キズナオス草を取りに行ったシュウ達四人は、ハリアの村の近くの山に来ていた。
「うわー……」
山の頂上から見る景色を見て、リナサは声を漏らしていた。遠くまで続く平原、そしてちらほら見える湖。空には雲と鳥しか存在していない。
「シェラールより自然がたくさん」
「リナサちゃんはシェラールから出たことないんだっけ」
「うん。お兄ちゃんに会いに来た時が初めて。それまではずっとシェラールの中で働いていた」
「私達は何度もこの場所に来たんですが、やっぱり初めての人がここに来ると感動するんですね」
「特に都会の人だと皆そうだよ。ビルや車なんてここじゃあ滅多にないし」
そんな会話をしながら、シュウ達はキズナオス草を探していた。しばらくすると、クリムは何かの気配を感じ取った。
「モンスターがいますね」
「どうする? 追い払う?」
「だね。戦うだけ無駄だし」
その時、シュウ達の目の前に黒い大型の狼が現れた。それを見て、シュガーは驚くリナサにこう言った。
「ブラックウルフだよ。この辺じゃあ群れを成して生息している大型狼のモンスターだよ」
「でも……ちょっと怖い……」
シュガーは察した。リナサはいつもは人と戦っているせいか、本能で動くモンスターとの相手はしたことがないのだと。

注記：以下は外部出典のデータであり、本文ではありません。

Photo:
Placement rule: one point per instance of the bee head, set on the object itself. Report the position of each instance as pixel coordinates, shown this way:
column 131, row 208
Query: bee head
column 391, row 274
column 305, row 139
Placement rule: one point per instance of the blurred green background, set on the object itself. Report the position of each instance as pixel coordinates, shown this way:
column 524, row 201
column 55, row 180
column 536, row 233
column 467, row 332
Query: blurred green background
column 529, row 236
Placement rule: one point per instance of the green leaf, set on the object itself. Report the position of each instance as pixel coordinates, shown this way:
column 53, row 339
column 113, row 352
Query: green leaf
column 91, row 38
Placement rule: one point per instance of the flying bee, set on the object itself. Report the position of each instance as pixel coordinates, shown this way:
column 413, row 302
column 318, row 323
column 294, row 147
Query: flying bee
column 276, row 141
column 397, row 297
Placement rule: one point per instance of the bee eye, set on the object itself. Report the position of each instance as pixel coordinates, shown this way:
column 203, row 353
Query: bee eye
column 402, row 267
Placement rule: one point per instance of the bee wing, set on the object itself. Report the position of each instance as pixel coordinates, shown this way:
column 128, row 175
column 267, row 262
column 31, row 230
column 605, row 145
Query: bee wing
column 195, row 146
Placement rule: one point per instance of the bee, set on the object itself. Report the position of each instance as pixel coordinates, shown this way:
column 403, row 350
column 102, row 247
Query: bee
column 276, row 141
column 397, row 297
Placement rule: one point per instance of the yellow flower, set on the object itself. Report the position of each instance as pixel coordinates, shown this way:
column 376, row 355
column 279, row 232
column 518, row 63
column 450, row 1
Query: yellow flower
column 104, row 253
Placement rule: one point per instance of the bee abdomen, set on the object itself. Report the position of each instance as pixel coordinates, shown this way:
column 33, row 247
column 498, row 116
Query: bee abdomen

「大丈夫だよ。シュウ君とクリムちゃんが追い払うから」
「大丈夫なの?」
「うん。あの程度の相手なら二人で上等だよ」
その時、シュウとクリムはブラックウルフの前に立った。
「俺達とやるつもりか?」
「後悔しませんね?」
二人から放たれるオーラを感じ、ブラックウルフの群れは悲鳴を上げながら逃げて行った。
「ね」
それを見て、シュガーはリナサに笑顔でこう言った。この光景を見ていたリナサは思った。やっぱりお兄ちゃんとクリムお姉ちゃんは強い人なんだって。